I really really need help with the letter tasks a.-f. and working on those will not put you on a collision course with where I wanted to go with things. (except possibly COW, which is potentially hard/paradigm breaking, so I'll be staring at that real hard). These tasks are also probably a lot easier than trying to grok the big-picture of the mainline qof backend development, especially if you are new to qof.
6. Online Banking
The subject of online banking has come up on multiple occasions on the devel list. While GnuCash supports HBCI connectivity, there is currently no support for OFX DirectConnect (think Quicken, MS Money), which most US (and UK?) banks use.
Several people have compiled a collection of information and utilities that should be useful for the eventual integration of DirectConnect into libofx and GnuCash, including a full list of OFX server URLs for all banks which support DirectConnect in Microsoft Money, and a Python script to download recent OFX transactions.
See http://www.jongsma.org/gc/ for more information.
Some other online banking features to consider (also applicable to HBCI, not just DirectConnect):
- Integrate online transactions more tightly with the account register to allow easier issuance of electronic payments.
- Merge all online communications into one interface (HBCI, OFX, OFC, etc) - a "Synchronize with banks" component.

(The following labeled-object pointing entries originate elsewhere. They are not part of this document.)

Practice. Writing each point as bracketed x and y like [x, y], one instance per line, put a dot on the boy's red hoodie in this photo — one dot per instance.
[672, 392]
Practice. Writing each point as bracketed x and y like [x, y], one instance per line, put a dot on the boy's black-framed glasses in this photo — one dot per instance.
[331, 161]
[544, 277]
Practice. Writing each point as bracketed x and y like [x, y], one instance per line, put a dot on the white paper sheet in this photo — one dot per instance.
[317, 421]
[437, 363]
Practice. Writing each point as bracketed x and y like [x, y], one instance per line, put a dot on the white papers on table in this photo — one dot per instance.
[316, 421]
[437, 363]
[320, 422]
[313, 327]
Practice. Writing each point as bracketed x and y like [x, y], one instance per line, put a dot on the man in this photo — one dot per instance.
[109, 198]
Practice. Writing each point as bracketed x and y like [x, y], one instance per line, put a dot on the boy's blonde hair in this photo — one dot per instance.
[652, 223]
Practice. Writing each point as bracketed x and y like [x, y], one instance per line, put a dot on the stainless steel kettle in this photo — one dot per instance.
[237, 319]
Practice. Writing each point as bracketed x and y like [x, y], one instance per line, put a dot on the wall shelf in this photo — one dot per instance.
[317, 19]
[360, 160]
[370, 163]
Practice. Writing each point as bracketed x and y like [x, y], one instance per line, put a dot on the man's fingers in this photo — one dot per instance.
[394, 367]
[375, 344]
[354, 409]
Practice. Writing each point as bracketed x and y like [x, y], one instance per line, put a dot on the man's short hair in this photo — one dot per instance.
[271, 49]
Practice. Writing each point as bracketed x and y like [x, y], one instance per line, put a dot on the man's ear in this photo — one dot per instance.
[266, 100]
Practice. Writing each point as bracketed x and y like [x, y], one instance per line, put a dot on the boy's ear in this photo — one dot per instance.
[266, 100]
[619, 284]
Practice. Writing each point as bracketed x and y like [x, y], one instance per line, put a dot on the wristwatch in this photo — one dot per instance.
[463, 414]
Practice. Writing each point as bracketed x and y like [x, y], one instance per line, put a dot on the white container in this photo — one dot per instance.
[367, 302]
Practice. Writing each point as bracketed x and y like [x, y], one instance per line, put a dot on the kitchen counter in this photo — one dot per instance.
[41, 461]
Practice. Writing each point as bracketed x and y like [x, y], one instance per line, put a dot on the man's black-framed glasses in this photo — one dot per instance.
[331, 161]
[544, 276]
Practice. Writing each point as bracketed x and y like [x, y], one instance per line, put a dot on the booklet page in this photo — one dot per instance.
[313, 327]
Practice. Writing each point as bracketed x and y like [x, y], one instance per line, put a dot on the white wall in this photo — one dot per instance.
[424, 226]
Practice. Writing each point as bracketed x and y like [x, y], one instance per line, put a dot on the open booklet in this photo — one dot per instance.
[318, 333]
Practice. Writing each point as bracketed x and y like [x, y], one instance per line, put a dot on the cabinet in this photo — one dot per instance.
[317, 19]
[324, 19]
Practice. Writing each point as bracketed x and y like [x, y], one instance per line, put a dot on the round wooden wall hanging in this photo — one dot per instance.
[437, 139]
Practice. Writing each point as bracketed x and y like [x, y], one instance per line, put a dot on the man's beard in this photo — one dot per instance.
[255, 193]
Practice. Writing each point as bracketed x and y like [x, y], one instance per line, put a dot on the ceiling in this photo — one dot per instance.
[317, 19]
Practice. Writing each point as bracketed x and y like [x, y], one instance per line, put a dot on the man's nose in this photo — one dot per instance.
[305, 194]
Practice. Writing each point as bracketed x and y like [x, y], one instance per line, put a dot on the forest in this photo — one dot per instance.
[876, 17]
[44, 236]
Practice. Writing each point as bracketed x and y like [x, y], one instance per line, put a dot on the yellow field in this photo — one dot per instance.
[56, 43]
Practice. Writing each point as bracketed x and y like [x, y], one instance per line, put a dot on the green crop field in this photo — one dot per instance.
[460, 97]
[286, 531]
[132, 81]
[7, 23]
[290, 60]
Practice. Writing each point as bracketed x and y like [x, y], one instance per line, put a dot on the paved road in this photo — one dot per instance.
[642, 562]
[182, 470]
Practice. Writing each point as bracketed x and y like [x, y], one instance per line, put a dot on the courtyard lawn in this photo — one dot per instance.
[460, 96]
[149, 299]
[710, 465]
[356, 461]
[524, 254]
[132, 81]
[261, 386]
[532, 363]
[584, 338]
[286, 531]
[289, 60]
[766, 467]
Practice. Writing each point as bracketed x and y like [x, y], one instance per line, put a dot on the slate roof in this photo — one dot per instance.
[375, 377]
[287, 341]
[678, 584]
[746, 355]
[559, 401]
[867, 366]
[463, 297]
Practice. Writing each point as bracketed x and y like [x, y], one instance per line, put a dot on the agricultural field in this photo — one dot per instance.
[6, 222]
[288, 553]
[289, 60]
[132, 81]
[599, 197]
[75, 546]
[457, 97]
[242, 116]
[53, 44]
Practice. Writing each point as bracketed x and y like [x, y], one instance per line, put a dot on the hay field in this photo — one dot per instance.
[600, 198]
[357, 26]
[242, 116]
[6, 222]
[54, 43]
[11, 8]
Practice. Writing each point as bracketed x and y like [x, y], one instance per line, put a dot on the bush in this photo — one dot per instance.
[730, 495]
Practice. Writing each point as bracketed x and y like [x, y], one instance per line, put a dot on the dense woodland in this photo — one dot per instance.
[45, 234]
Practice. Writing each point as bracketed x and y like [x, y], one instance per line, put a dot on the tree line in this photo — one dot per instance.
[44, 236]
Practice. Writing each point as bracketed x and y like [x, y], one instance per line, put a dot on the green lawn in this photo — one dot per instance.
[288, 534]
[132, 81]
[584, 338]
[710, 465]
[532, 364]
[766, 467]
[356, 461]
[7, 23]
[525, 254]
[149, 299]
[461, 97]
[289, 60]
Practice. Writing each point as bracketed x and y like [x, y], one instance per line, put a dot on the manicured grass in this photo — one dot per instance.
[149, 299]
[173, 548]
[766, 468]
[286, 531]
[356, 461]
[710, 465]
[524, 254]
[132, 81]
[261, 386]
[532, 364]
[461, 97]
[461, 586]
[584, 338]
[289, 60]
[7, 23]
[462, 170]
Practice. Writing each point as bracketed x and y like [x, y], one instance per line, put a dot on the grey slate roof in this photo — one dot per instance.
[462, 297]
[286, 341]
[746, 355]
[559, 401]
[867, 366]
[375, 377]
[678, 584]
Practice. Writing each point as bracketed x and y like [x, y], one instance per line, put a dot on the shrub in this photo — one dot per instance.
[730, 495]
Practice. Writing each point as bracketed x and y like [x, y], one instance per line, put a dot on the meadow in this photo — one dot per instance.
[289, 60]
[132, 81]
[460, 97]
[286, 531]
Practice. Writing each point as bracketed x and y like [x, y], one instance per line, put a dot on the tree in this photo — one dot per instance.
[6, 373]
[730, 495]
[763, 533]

All online transactions created in a session can be queued up and than all sent at once when the user next synchronizes with their bank(s). This makes creating online banking transactions offline possible.
- Add an online_id slot for each split, rather than each transaction, making it easier to track inter-account transfers for two online banking accounts.
- Integrate scheduled transactions with online banking. This could allow both scheduling (recurring) electronic payments, and to reconciling imported transactions against upcoming scheduled transactions and marking them as paid.
For more details on these and several other online banking-related features, see http://www.jongsma.org/gc/wishlist.html
Update: Since version 1.8.10 Gnucash supports online banking (using AqBanking) via HBCI, OFX DirectConnect, YellowNet and DTAUS-discs (used in Germany) (MartinPreuss, 2006/03/08).